By Svea Herbst-Bayliss and Katya Wachtel
NEW YORK (Reuters) - David Einhorn, who runs hedge fund Greenlight Capital, said at a popular investor conference on Wednesday that shares in Martin Marietta Materials are overvalued.
The stock immediately plummeted as much as 14.5 percent on the noted short-seller's comments, an indication of his prowess to move markets.
Meanwhile, Einhorn also said favorable things about Apple Inc., calling it a well-run company.
"Apple is still penetrating markets and gaining share... tablets still a young immature market," he said. Einhorn said he has hard time understanding "how anyone ranks Apple as below average."
Einhorn was among top hedge fund managers to attend the annual Sohn Investment Conference, a charitable event that raises money for pediatric cancer research. The money managers share their "best ideas" with hundreds of wealthy investors who pay thousands of dollars to rub shoulders with them.
The conference, held this year at Avery Fisher Hall at Lincoln Center, features some of the $2 trillion hedge fund industry's best-known managers, including John Paulson, Bill Ackman, Jeffrey Gundlach and Philippe Lafont.
Laffont, founder of Coatue Management, said he is bullish on data center Equinix Inc, which he called the "Internet backbone" sitting on "beachfront property."
Larry Robbins, founder of Glenview Capital Management, said he is bullish on Tenet Healthcare Corp. Meanwhile, Jonathan Kolatch, founder of Redwood Capital Management, recommended buying Argentine government debt.

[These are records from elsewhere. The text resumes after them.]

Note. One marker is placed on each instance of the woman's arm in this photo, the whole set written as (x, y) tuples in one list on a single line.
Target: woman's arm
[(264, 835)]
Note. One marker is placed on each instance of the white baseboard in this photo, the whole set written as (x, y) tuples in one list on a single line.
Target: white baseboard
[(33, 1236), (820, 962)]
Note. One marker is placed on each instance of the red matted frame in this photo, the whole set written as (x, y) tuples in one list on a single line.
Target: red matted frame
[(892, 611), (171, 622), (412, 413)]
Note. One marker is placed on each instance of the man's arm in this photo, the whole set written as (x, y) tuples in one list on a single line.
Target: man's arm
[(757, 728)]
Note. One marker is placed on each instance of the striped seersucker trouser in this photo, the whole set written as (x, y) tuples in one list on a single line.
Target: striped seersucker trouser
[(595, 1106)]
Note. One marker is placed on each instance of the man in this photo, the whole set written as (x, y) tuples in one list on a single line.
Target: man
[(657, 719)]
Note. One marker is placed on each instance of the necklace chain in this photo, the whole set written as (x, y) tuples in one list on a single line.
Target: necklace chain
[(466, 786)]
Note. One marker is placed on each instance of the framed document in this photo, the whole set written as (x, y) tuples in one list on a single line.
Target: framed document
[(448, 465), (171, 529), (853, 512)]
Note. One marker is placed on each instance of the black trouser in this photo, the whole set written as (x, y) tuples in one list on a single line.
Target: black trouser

The event features 14 hedge fund managers and market commentaries who share their best investment views and picks, with no more than 15 minutes on each presentation. The conference honors the memory of Ira Sohn, a trader who died of cancer. The first conference was held in 1996.

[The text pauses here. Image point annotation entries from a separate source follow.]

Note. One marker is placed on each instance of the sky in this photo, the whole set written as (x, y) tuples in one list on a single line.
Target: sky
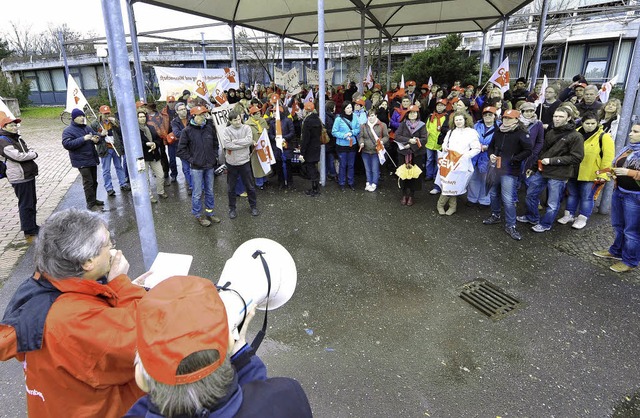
[(86, 15)]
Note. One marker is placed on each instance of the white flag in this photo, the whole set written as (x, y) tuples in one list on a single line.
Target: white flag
[(264, 152), (309, 98), (606, 89), (4, 108), (501, 77), (369, 79), (201, 87), (543, 89), (75, 98)]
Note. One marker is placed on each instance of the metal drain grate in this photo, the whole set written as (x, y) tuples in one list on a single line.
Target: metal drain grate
[(489, 299)]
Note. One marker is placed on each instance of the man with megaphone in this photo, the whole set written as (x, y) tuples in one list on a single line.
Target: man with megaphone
[(190, 364)]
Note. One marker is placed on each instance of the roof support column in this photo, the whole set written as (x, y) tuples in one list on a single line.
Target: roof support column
[(632, 94), (541, 29), (234, 56), (123, 87), (321, 89), (133, 33), (484, 45), (504, 35), (204, 53), (360, 83)]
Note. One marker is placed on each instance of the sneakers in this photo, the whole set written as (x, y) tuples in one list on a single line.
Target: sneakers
[(620, 267), (540, 228), (493, 219), (606, 254), (524, 219), (203, 221), (513, 233), (580, 222), (568, 217)]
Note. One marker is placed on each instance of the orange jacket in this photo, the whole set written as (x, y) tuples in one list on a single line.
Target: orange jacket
[(85, 366)]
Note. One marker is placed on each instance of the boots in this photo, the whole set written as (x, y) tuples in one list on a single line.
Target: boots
[(453, 204), (442, 200)]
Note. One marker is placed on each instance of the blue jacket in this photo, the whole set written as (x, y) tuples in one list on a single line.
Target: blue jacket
[(82, 153), (341, 127), (251, 394)]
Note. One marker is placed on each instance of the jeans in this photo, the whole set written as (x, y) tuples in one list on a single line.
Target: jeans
[(431, 168), (89, 184), (27, 199), (173, 166), (186, 170), (625, 221), (581, 194), (202, 180), (371, 167), (476, 190), (330, 164), (243, 172), (505, 191), (106, 169), (555, 188), (347, 162)]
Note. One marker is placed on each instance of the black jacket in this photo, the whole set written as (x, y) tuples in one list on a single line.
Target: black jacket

In recent years, the conference has become a closely watched event by traders on Wall Street and hedge funds who often jump on the shares of stocks that get selected as "best ideas." Last year, Twitter was on fire with live tweets from investors and traders attending the conference.
But investors should be mindful that sometimes a manager's "best idea" is nothing more than a one-day trade.
A recent analysis by the hedge fund industry publication AR found that roughly half of the 62 stock picks mentioned as "best ideas" at last year's conference are trading lower over the past 12 months.
And , Einhorn, who called for the ouster of Microsoft Corp Chief Executive Steve Ballmer at last year's conference, is backing away from the giant software company. From the end of last year to the end of the first quarter, Einhorn's Greenlight Capital slashed its stake in Microsoft roughly in half.
Here are summaries of "best ideas" offered by some of this year's featured speakers:
Einhorn said shares in Martin Marietta Materials are overvalued, benefiting from a one-time stimulus.
Einhorn was also down on Chinese banks, saying "China's exports have been slowing, trade surplus is shrinking..banks are becoming illiquid."
While most other managers threw up slides of graphs, Gundlach preferred art work, advertising posters and credit card phrases. Painting a gloomy picture of how to solve the current economic crisis, he said the ideas and action plans by governments and central banks reminded him of a firm he used to work at.
He reiterated that his firm DoubleLine is long natural gas and advised the crowd to short shares in Apple and retailer Nordstrom Inc..
He also said Equinix spent $2 billion creating data centers over past few years and has good free cash flow.
Laffont is also long Virgin Media. He said Virgin has a high return on capital, with broadband as its most profitable segment.
The Redwood Capital founder said he likes Argentine debt because the South American nation "has even less leverage than meets the eye." He is buying euro-dominated Argentine bonds that come due in 2033 with a yield to maturity of 15 percent.
He added that Argentina's balance sheet has improved significantly through "rapid growth and a market-imposed fiscal discipline."
The Glenview Capital founder said he likes some hospital stocks like Tenet. But at the same time he is shorting utilities, specifically mentioning ITC Holdings Corp.
The Osparie Management founder said he is long Westlake Chemical because he is betting palladium prices will rise more than platinum.